Putting your property on the market at the right price is crucial as it’s the early days of marketing that can generate the most activity. But what is the right price?
Working out your home’s value
If you’re using an estate agent, you should be able to rely on their expertise to help you market your property at the right price. The problem is that some estate agents routinely overvalue properties just to get the business and end up advising their clients to reduce the price within a matter of weeks.
1. Be realistic. Sellers price their houses assuming that the buyer will want a reduction in the price but that may not be the best approach. In some parts of the UK, property is flying off the shelves, but in others, the buyers have the upper hand. If a property looks too expensive, they may not even give it a second glance.
2. Do your research. It’s fairly easy to find out what similar properties have sold for. Look online at property portals, such as Rightmove, Zoopla, On the Market and DIY house sale websites such as Tepilo. Compare the asking prices with the Land Registry (or Registers of Scotland) sale prices.
SAVVY TIP: These aren’t a direct comparison because the Land Registry websites record the sale prices from several months ago. But they will still give you an idea of what properties are actually going for.
3. Take advice. Talk to estate agents in your area. Personal recommendation is the best route but — if you don’t have any recommendations — find an estate agent who’s a member of the National Association of Estate Agents or the Royal Institution of Chartered Surveyors.
4. Put yourself in the shoes of a prospective buyer. Would you pay what you’re asking for your home? Would you expect to knock 20% off the asking price?
SAVVY TIP: Be aware that buyers are much better informed these days. They can quickly and easily compare prices of neighbouring properties and see exactly what they’re getting for their money as soon as the details are online.
Getting it right first time
In the current uncertain market it’s more important to make sure the price is right when you first put your property up for sale.
- The first days of marketing count.
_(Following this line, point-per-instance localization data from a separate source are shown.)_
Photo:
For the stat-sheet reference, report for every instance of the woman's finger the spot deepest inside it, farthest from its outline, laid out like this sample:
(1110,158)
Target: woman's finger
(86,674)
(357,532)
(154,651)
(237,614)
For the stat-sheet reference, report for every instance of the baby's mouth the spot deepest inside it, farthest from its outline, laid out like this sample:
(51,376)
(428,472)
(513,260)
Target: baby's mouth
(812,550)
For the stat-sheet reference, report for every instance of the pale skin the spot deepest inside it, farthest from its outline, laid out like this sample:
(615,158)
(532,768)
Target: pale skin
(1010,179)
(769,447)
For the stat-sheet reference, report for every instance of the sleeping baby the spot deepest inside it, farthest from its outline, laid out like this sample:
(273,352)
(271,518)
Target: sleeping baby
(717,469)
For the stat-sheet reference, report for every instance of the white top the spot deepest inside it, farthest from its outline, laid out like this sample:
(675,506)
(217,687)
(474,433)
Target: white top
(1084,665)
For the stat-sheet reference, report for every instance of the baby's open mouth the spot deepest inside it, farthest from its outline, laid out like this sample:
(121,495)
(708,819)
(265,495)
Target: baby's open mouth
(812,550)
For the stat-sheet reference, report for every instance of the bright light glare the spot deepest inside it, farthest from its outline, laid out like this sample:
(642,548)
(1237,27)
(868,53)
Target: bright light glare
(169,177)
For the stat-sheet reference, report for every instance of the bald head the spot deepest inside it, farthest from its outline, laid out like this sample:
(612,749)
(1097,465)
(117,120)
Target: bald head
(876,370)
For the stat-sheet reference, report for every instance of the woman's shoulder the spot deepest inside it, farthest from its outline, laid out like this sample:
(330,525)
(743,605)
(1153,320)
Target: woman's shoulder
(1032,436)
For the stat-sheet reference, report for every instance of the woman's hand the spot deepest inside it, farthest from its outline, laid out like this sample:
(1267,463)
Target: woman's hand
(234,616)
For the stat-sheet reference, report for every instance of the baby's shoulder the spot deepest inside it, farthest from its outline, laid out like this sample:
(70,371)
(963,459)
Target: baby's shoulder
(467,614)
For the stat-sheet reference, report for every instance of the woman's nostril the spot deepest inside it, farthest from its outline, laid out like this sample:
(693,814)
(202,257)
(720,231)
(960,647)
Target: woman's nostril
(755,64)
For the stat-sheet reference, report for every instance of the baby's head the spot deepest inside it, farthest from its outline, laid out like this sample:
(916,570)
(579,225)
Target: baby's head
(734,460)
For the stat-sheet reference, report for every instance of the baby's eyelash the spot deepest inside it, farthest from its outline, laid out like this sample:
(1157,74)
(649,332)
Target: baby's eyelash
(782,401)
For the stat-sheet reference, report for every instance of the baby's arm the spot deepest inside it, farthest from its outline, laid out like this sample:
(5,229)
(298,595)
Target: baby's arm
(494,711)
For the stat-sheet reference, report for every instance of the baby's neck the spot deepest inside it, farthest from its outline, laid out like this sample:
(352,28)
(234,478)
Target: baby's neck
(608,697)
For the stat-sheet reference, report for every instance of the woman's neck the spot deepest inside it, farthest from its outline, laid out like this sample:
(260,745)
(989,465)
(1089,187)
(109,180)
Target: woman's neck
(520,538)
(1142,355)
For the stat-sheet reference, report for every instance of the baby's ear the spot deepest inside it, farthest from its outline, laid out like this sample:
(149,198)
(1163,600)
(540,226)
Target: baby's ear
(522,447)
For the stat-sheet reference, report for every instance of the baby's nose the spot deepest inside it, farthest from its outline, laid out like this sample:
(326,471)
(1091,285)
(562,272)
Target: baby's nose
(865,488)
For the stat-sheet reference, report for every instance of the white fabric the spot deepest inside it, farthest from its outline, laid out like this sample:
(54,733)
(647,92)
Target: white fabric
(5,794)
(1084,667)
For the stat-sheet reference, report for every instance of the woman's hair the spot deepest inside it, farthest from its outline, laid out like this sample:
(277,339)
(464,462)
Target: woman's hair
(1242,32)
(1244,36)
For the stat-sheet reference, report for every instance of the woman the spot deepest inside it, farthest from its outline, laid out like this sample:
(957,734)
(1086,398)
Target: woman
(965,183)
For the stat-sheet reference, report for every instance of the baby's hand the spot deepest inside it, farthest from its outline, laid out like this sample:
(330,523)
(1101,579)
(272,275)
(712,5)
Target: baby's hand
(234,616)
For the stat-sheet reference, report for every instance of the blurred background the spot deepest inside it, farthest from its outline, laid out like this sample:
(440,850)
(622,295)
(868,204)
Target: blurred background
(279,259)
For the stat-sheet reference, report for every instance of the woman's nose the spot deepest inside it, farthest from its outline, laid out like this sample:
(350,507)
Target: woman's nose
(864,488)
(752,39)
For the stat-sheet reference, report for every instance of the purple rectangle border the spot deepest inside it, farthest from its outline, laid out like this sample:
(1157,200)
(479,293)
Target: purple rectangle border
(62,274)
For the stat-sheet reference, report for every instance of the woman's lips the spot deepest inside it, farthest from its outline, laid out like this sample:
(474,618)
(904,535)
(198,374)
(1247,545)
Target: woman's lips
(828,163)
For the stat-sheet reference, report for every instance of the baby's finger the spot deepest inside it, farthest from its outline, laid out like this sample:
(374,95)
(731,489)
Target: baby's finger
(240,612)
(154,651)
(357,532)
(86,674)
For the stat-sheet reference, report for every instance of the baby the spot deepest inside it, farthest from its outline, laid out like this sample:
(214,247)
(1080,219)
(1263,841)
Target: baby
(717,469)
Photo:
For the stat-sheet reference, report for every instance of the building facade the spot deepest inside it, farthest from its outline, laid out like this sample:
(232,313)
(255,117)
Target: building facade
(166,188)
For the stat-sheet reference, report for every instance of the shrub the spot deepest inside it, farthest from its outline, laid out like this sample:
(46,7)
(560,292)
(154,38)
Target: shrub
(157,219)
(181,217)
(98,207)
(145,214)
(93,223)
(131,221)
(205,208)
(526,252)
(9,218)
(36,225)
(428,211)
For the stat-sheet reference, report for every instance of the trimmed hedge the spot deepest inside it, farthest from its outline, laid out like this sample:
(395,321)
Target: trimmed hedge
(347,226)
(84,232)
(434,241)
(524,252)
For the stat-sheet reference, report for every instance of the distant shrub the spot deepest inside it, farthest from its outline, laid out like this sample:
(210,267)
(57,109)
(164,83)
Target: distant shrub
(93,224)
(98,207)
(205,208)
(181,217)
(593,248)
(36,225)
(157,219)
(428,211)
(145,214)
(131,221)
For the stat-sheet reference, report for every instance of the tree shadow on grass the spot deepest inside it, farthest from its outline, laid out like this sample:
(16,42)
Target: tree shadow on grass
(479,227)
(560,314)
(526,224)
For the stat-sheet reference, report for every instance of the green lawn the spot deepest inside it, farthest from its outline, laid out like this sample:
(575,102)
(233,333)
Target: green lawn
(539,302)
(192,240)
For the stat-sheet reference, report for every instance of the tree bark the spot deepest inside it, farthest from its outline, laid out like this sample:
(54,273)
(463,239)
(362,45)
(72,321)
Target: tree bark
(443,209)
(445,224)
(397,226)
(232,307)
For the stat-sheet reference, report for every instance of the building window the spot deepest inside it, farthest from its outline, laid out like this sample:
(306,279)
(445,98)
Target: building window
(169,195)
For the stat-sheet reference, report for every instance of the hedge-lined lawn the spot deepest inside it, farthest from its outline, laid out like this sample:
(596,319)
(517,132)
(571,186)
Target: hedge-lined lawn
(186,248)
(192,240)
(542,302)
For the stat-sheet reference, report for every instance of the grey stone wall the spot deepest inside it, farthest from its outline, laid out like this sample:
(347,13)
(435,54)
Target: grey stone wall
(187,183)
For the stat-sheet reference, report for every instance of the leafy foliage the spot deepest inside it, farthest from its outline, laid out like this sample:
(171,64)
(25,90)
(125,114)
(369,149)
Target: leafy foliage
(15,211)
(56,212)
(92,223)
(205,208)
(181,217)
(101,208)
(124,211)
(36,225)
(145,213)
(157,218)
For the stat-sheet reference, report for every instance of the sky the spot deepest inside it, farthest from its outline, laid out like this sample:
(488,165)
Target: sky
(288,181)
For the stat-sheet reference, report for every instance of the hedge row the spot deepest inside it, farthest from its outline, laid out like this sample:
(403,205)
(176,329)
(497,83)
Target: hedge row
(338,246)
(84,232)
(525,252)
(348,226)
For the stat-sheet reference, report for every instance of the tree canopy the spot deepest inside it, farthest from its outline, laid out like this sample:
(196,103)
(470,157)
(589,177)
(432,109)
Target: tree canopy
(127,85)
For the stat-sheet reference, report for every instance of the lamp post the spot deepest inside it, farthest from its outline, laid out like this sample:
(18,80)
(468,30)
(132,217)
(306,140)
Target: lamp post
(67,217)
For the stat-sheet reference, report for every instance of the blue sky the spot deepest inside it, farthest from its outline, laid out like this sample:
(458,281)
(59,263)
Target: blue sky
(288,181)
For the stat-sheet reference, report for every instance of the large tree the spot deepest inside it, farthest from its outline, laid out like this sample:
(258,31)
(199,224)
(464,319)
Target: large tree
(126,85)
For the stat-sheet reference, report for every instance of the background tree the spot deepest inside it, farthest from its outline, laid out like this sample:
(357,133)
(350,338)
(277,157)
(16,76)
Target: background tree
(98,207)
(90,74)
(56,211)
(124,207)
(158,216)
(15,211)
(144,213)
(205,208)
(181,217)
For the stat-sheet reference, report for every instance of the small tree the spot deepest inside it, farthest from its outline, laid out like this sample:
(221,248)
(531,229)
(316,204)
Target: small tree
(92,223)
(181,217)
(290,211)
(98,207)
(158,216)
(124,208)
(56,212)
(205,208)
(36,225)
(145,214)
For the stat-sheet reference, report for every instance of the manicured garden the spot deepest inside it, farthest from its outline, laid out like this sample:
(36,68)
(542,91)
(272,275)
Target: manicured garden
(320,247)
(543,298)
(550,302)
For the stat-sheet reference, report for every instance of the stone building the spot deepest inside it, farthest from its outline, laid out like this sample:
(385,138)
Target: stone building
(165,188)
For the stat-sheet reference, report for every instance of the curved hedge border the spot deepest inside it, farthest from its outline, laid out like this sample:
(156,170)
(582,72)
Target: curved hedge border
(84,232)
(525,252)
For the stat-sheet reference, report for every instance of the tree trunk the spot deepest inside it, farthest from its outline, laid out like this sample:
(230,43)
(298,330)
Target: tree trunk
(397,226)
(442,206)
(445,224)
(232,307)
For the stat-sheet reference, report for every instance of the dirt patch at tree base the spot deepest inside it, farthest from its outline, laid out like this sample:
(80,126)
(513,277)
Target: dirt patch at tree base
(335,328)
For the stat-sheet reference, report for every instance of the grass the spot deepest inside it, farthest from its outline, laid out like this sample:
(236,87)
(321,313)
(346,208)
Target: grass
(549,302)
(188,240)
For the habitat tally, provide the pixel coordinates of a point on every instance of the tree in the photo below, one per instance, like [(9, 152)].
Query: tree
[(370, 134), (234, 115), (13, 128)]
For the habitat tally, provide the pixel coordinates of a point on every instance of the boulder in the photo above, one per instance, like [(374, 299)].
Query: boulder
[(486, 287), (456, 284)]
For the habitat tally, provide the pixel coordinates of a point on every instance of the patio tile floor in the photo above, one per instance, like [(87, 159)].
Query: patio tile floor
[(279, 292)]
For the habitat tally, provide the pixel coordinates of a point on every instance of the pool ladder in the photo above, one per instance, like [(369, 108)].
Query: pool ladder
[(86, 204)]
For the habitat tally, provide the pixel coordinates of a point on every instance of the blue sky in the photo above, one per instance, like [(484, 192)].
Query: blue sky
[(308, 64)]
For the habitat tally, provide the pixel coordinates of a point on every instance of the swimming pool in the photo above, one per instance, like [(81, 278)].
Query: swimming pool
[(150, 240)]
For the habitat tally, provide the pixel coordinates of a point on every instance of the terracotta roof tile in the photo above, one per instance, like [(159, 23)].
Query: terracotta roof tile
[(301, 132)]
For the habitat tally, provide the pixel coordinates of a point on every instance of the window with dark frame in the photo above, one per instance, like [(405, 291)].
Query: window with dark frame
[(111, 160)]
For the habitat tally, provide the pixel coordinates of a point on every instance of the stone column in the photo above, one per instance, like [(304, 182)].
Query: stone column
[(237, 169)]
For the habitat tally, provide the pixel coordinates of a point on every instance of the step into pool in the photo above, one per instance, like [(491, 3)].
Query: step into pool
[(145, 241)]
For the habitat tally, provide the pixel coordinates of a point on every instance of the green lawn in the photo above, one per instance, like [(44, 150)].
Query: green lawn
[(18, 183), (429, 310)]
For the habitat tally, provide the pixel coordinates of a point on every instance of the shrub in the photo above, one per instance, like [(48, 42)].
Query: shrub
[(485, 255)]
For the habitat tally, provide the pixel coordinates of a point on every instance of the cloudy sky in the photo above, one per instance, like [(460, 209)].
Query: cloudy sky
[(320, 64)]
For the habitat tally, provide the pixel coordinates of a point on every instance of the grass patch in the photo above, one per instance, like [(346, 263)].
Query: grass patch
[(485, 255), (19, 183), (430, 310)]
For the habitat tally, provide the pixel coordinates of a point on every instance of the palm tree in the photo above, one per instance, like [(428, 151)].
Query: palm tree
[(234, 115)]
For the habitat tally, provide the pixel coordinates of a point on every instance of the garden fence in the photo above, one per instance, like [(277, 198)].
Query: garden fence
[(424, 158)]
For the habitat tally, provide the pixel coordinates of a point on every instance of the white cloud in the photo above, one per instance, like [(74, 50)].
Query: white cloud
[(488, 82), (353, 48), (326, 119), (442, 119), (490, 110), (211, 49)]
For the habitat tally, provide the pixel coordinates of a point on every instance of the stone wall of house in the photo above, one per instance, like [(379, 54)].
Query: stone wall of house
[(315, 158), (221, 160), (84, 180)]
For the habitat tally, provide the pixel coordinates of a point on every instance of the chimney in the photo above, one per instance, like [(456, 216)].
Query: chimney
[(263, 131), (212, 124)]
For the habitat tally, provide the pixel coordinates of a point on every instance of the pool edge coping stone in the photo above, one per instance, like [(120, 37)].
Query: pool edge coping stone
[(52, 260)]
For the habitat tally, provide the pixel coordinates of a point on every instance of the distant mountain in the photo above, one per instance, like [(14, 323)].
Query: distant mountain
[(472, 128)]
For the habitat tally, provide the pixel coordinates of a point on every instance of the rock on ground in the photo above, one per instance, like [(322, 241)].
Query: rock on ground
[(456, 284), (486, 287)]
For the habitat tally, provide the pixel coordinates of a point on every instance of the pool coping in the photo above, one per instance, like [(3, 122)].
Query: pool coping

With many buyers searching online or getting new property details via their smartphones, you can reach the market very quickly. “If you’ve not had any buyers through your door after a fortnight, you should assume you’ve got the price wrong — unless you’re in an area where the market is very slow,” says Richard Hair of Hair and Sons estate agents.
- Don’t assume you can reduce the price if it doesn’t sell quickly. Jeremy Leaf an estate agent with Jeremy Leaf and Company says that after a property has been on the market for a certain time, buyers won’t be tempted by a cut in price. “If you reduce the price buyers just think there’s something wrong with it or that it’s failed the survey.”
Managing your buyers
You don’t have to sell your property at the price you market it at and some estate agents say that the price is a ‘guide price’ in the details. If you have several buyers offering the asking price within a short space of time that doesn’t necessarily mean you’ve priced it too low — it just means that you can have the pick of the buyers.
SAVVY TIP: In the current market where some buyers are struggling to get a mortgage, being able to take your pick of buyers could be the difference between the sale going ahead and falling through.
You can try and increase the sale price in two ways:
1. Using a guide price. This isn’t very common and has to be done carefully, but it can work well for both buyers and sellers. Instead of putting your house on sale at £220,000, for example, you market it at a guide price of £200,000. If you get more than one full price offer you ask buyers if they are willing to increase their bid to £205,000, then £210,000.
SAVVY TIP: This sounds like it would annoy buyers but estate agent Richard Hair says that buyers don’t mind it because they know what they’re being asked to pay and know who they’re up against. “It’s almost like a private auction, but without the auction pressure.”
2. Using sealed bids. This can work well for sellers but buyers don’t tend to like it as it’s impossible to judge how much they’ll need to pay to secure the property.